I wish I could write short stories.
It doesn't seem like it should be difficult; my argument against journalism or letter writing was always that its a different *type* of writing. Not truly like fiction at all. But for a long time, I don't think I understood that short stories--short fiction--is also a horse of a different color.
I have nothing but admiration (and occasionally envy) for those who can carry them off. I think my best effort is prolly Will the Real Shane Destry Please Stand Up?, and it's more of a novella than a story, clocking in a 67 pages as it does. My ideas are not short ideas, let's face it.
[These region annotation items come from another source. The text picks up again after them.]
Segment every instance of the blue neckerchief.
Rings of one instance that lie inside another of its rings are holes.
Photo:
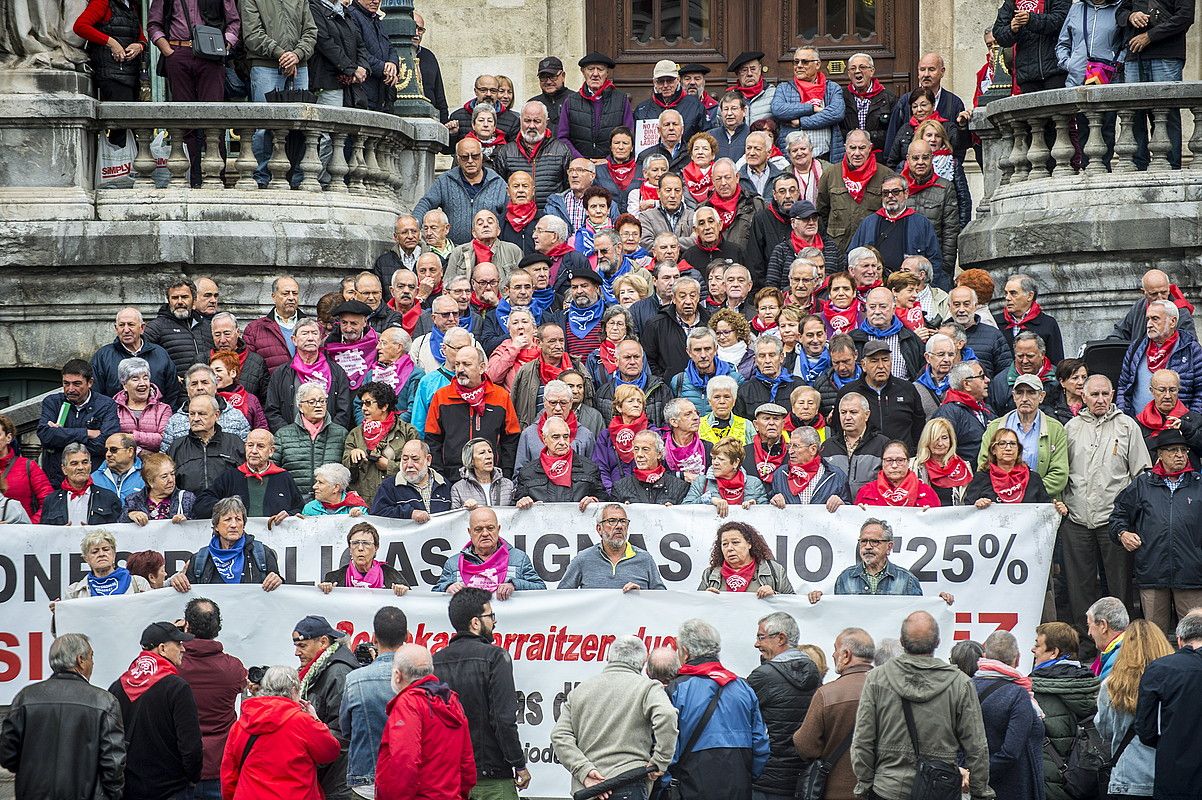
[[[704,392],[706,386],[709,383],[709,378],[718,377],[719,375],[730,375],[733,371],[734,371],[733,366],[731,366],[720,358],[715,358],[714,374],[702,377],[701,372],[697,371],[697,365],[690,360],[689,366],[684,368],[684,380],[689,382],[689,386],[695,386],[702,392]]]
[[[797,370],[797,376],[805,381],[807,383],[814,383],[819,380],[819,376],[827,371],[831,366],[831,351],[822,348],[822,354],[815,360],[810,360],[810,357],[805,354],[805,351],[801,347],[797,348],[797,360],[793,362],[793,369]]]
[[[838,374],[838,372],[831,372],[831,382],[832,382],[832,383],[834,383],[834,388],[837,388],[837,389],[841,389],[843,387],[847,386],[849,383],[852,383],[852,382],[855,382],[855,381],[858,381],[858,380],[859,380],[859,377],[861,377],[861,376],[862,376],[863,374],[864,374],[864,370],[859,369],[859,364],[856,364],[856,371],[851,374],[851,377],[850,377],[850,378],[847,378],[847,380],[845,381],[845,380],[843,380],[841,377],[839,377],[839,374]]]
[[[897,315],[892,317],[893,322],[888,328],[876,328],[868,320],[859,323],[859,329],[867,333],[873,339],[888,339],[889,336],[897,336],[902,332],[902,321],[898,320]]]
[[[951,386],[951,380],[945,376],[944,380],[939,382],[939,386],[935,386],[935,380],[930,377],[930,368],[928,366],[922,371],[922,375],[918,376],[918,383],[934,392],[936,398],[942,398],[944,393],[947,392]]]
[[[125,567],[118,567],[105,578],[88,573],[88,596],[109,597],[111,595],[124,595],[130,590],[133,577]]]
[[[597,302],[584,309],[572,304],[567,306],[567,312],[564,315],[567,317],[567,327],[571,328],[572,335],[577,339],[584,339],[593,329],[601,324],[601,317],[605,315],[605,298],[597,298]]]
[[[246,565],[245,544],[246,537],[243,536],[234,542],[231,549],[224,550],[221,549],[221,539],[218,538],[216,533],[213,535],[213,541],[209,542],[209,559],[213,561],[213,566],[218,568],[221,583],[242,583],[242,571]]]
[[[755,371],[751,372],[751,380],[752,381],[761,381],[763,383],[770,383],[772,384],[772,389],[768,392],[768,396],[772,398],[773,402],[776,402],[776,392],[780,390],[781,386],[792,383],[793,382],[793,376],[789,374],[787,369],[785,369],[784,366],[781,366],[780,368],[780,372],[776,374],[776,377],[770,378],[767,375],[764,375],[763,372],[761,372],[760,368],[757,366],[755,369]]]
And there's a certain irony to that, given how Ms. Banks (putanesca that she was/is--I suppose its too much to think/hope she's dead) always said that my ideas were too brief; touched on and moved on before being fully fleshed out.
So is this her fault? It would certainly be nice to blame her, but even so, I'm not comfortable laying the blame at her door. It may be a reason, but not an excuse.
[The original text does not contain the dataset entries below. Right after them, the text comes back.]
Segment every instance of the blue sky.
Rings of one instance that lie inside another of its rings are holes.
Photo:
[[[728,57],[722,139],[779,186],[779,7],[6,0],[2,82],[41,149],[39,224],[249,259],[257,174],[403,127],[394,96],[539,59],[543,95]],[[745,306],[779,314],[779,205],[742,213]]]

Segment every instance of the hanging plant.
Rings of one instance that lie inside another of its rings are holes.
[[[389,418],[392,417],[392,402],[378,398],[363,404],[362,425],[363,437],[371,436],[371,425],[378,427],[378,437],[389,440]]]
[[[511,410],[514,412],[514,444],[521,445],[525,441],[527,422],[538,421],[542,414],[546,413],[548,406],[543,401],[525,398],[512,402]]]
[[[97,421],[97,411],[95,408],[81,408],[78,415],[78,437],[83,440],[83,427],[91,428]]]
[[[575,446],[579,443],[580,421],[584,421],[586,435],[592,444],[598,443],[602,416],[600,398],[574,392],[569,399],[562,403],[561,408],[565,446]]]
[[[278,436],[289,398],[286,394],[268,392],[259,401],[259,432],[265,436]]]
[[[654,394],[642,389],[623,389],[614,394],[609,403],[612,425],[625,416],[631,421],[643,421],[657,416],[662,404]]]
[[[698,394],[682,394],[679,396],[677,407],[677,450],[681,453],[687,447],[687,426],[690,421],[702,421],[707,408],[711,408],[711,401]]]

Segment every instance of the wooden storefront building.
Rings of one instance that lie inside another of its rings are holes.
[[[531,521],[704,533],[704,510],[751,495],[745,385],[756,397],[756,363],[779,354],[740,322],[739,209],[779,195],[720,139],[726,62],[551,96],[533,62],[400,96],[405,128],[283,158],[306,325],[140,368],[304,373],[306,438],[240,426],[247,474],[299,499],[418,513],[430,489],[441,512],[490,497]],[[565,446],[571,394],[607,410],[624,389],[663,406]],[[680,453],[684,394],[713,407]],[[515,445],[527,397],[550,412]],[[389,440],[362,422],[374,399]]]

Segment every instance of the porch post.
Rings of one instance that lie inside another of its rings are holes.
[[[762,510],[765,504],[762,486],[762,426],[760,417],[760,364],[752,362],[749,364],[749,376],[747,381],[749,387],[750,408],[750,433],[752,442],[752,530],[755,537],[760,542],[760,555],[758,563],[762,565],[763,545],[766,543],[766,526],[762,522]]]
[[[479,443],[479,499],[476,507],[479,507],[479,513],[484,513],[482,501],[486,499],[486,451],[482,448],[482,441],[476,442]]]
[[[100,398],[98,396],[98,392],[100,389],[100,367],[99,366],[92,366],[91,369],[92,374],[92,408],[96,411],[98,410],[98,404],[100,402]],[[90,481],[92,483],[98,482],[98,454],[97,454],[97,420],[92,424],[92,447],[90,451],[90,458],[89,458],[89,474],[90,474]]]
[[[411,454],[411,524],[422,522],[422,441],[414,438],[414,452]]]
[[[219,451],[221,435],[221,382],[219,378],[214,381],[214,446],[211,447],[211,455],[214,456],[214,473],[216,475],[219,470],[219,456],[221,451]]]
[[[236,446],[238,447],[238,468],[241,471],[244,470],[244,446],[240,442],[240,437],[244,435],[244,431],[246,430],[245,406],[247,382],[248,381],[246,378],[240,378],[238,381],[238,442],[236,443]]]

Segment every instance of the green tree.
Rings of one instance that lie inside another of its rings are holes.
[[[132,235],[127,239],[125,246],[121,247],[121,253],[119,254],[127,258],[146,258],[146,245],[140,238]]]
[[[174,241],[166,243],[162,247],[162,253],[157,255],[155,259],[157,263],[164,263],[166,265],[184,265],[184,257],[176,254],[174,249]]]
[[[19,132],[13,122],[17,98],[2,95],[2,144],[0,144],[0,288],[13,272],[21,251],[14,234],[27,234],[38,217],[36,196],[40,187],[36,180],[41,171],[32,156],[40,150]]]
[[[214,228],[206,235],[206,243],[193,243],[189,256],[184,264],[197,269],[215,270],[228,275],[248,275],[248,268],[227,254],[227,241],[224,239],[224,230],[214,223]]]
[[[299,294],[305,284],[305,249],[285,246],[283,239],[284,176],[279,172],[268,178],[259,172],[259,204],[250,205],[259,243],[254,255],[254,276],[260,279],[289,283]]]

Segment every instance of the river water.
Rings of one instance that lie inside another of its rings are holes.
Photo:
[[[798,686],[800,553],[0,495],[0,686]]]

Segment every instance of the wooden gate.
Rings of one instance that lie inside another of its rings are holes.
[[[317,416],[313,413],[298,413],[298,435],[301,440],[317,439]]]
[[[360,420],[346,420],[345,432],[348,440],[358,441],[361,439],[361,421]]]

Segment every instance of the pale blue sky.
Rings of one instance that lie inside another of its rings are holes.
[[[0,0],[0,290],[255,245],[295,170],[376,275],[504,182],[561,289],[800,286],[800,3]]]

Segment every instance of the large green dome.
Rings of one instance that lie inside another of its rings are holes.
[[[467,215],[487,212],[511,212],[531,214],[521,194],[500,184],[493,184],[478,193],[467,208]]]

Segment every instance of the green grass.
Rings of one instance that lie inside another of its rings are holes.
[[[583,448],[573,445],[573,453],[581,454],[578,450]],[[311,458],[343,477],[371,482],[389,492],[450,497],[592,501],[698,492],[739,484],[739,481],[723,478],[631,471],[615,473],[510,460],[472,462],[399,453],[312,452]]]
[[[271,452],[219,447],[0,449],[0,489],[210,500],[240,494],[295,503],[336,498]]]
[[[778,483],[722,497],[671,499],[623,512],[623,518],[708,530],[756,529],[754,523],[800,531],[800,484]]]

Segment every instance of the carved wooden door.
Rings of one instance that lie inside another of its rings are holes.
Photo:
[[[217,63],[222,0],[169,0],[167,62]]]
Novels are so much easier for me...time to develop, time to delve, time to explore... That's largely excised in short fiction; short stories are so much more about 'gimmick', although I don't mean that in a bad way. Taking the pejorative context from the word 'gimmick', I mean simply that a short story is a flashbulb, rather than an incandescent, a "Eureka!". And at the bottom of it all, I'm a plugger. I may illumine for years to come, but my flashbulb moments are few and far between.
Which raises the question of talent vs. something that can be learned. I suppose I *could* write shorter fiction, but at heart, that's not the issue. The issue is can I write *GOOD* short fiction? Having waded through amateur (read: unpaid, unpublished) writing both on and off the net, I am aware as any publisher as to how much truly awful fiction is out there. I don't aspire to join the ranks of the truly awful in any arena, particularly one that involves writing. It's why I gave up poetry.
And that, I guess is my answer. Obvious as the nose on my face--which it usually is, when I give myself the leeway to talk myself through it. I'll never know unless I try. Or, to quote the joke: Practice, practice, practice. But like Ada's advice of: "Then stop.", it is an answer obvious, but evanescent and more difficult to accomplish than the words.
But what of Storm Moon? Every moment that I take away from it feels like betrayal and failure. I must have focus; I must keep focused, until it is finally, truly DONE. I will never publish if I never finish anything; a truism self-evident as the ice of Homeland. 8) At the last, it always comes down to those twin stars of Time and Love. But at least, somewhere between them, seems to exist the tantalizing fragment of Possibility.